Saudi oil giant participates at unconventional resources event and highlights its innovations.

Saudi Aramco logo
Saudi Aramco logo

Saudi Aramco participated in the recent Unconventional Resources Technology Conference (URTeC) in Houston highlighting the rapid advancements in the company’s unconventional resources programme, sharing best practices, and focusing on new technology in hydraulic fracturing.

Drilling and producing from unconventional, shale, carbonate, or tight sandstone reservoirs is different from conventional drilling. Unconventional rocks have their own unique characteristics and behaviours. For that reason, unconventional teams are integrated with experts in geomechanics, geology, geophysics, drilling, completion and stimulation, production, and reservoir engineering.
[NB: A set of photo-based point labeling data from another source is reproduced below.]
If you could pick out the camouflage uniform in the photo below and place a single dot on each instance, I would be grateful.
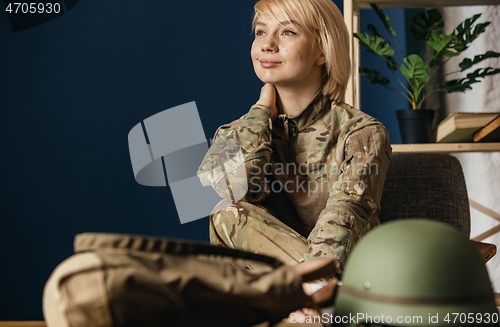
(314, 182)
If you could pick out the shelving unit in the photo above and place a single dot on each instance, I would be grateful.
(351, 16)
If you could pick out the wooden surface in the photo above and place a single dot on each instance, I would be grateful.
(446, 147)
“When you consider that the success of the unconventional revolution is based primarily on two technologies – horizontal drilling and hydraulic fracturing – you can understand why geomechanics and involving other geoscience disciplines is so important,” said Gang Han, a petroleum engineering consultant with Upstream, Aramco Services Company. Han served as a member of the URTeC Technical Committee, chairing two geomechanics technical sessions.
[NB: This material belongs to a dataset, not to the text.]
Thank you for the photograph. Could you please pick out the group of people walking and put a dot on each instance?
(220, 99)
This year, that subject became the largest programme among the 14 conference themes with 10 sessions, featuring 45 technical presentations. Nearly half of the geomechanics sessions were chaired by Saudi Aramco professionals.

Technical papers authored by Saudi Aramco’s Exploration and Petroleum Engineering Centre – Advanced Research Centre researchers, and researchers from the Aramco Research Centre in Houston, examined topics such as replacing freshwater with seawater for hydraulic fracturing, fracturing fluid for high temperature applications, and modelling of hydraulic fracturing in shales.

A session titled “Geomechanics: From Lab to Field” was co-chaired by Ali M. Momin, a supervisor with the North Jafurah Production Engineering Unit, Well Completion Operations & Production Engineering Department, who introduced a series of four papers examining multistage fracturing and stimulation techniques. Another session titled “From Perforation to Performance: Geomechanical Applications” was co-chaired by Saudi Aramco’s Ahmed H. Mubarak, subsurface integration team leader with the Emerging Unconventional Assets Department. Papers in that session examined production optimisation using machine learning, an approach to stage-by-stage completion design, and a workflow for engineered perforations.